- Top easy access rate now 3.05 per cent - over six times that of Base Rate
Today's announcement by the Bank of England that inflation hit 4.4 per cent may appear to be bad news for savers, but according to moneysupermarket.com analysis, savers are actually benefiting from some of the widest margins between the top easy access rates and Base Rate since the latter fell to a record low over two years ago.
The current average rate on the top five easy access accounts has reached a 16 month high at 2.87 per cent. The top paying easy access account currently pays 3.05 per cent, which is over six times the current Bank of England base rate - far higher than the average saving rate in the market of just 0.8 per cent.
Average easy access rates in relation to Bank of England Base Rate
While many consumers will believe there is little point in moving to a new savings account due to high inflation, anyone taking advantage of the renewed competition in the markets will lessen the impact inflation has on the real value of their savings.
To beat inflation, basic rate tax payers will now need an account paying at least 5.51 per cent to gain benefit in real terms from their savings, increasing to 7.34 per cent for higher rate tax payers. However, only a handful of savings accounts will pay higher than this rate.
Of the 241 easy access savings accounts for balances of £1,000 not a single one pays enough interest to negate the combined effects of inflation and tax, but there are ways to lessen the impact of inflation on your savings. The best paying easy access account is Nationwide's MySave Online Plus paying 3.05 per cent.
Regular savers only fair slightly better with two of the 39 regular savings accounts paying interest higher than 7.34 for higher rate tax payers.
Anyone looking for a cash ISA should be aware that not one of the 93 cash ISA accounts currently pay above 4.4 per cent, which is the rate needed for a return above inflation.

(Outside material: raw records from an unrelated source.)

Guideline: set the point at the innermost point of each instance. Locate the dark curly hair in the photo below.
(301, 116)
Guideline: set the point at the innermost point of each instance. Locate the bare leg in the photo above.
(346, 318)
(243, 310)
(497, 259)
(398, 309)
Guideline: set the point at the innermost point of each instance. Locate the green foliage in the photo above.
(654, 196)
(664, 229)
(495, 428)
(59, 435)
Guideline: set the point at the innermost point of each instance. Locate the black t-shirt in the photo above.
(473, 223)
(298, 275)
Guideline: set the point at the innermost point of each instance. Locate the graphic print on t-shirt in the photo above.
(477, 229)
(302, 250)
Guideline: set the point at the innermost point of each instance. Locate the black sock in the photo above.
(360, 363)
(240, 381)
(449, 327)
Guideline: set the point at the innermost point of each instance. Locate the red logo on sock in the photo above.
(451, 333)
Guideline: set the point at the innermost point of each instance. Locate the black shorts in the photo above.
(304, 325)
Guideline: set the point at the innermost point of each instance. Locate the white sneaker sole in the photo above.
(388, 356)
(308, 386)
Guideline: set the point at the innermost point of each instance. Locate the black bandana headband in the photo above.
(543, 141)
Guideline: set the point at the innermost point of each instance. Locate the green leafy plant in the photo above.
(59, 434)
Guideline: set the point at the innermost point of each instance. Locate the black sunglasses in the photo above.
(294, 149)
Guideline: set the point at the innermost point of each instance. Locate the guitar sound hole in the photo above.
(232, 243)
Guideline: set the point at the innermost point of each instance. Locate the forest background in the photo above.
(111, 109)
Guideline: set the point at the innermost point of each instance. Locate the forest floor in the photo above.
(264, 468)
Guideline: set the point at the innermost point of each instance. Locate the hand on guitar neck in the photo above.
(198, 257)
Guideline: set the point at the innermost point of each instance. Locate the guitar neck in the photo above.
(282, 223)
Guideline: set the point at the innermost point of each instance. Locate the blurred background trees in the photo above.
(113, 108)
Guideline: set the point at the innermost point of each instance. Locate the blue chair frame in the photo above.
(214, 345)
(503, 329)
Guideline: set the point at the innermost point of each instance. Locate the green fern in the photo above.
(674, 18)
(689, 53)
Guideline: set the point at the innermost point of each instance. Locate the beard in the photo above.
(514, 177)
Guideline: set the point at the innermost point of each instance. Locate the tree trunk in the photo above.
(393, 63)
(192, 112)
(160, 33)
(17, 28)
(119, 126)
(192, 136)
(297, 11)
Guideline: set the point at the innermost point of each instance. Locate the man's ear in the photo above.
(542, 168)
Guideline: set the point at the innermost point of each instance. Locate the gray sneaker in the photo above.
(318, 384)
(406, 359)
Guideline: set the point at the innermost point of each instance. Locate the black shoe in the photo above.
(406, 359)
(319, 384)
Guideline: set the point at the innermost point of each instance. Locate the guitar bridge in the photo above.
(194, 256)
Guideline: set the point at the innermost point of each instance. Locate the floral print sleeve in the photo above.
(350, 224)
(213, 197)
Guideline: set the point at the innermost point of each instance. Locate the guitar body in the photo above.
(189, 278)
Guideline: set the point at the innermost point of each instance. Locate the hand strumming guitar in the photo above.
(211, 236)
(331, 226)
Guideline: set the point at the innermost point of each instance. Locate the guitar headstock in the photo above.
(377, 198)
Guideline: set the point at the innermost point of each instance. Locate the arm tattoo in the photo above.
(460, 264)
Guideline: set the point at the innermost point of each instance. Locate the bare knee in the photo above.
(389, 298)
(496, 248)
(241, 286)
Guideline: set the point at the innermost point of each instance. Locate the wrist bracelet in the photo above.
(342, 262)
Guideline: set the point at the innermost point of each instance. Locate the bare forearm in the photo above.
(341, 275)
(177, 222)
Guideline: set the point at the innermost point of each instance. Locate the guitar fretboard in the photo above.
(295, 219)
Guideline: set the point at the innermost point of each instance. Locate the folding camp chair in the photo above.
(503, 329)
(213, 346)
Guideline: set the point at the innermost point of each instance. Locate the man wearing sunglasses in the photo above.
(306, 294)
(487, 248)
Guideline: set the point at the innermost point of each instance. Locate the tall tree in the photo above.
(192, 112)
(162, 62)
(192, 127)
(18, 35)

Kevin Mountford, head of banking at moneysupermarket.com said: "Low Base Rate and high inflation has become a real headache for beleaguered savers and as a result many will be waiting for Base Rate to rise before moving accounts as they don't think moving is worthwhile. However, the reality is that high inflation is likely to be with us for some time and any increases in Base Rate are likely to be gradual. We are currently seeing healthy competition in the savings market with banks and building societies fighting for funds. As a result, rates have risen to unprecedented levels in relation to Base Rate. Those savers waiting for rates to rise are missing out by failing to maximise their savings pot.
"Given the low number of products which currently offer a return above inflation, savers really need to keep a closer eye on their interest rate and be prepared to switch to a better deal. Sitting on a low interest rate is not an option if you are concerned about inflation. The difference between the average and top paying rates is considerable, so switching to a better deal should be a no-brainer. Utilising your tax free ISA allowance this year and next year when the amount you can put away in cash increases to £5,340 should also be high up savers' priority list. Always making sure your savings are in an account which pays a good rate of interest may not beat the eroding effect of inflation, but it can certainly limit the impact."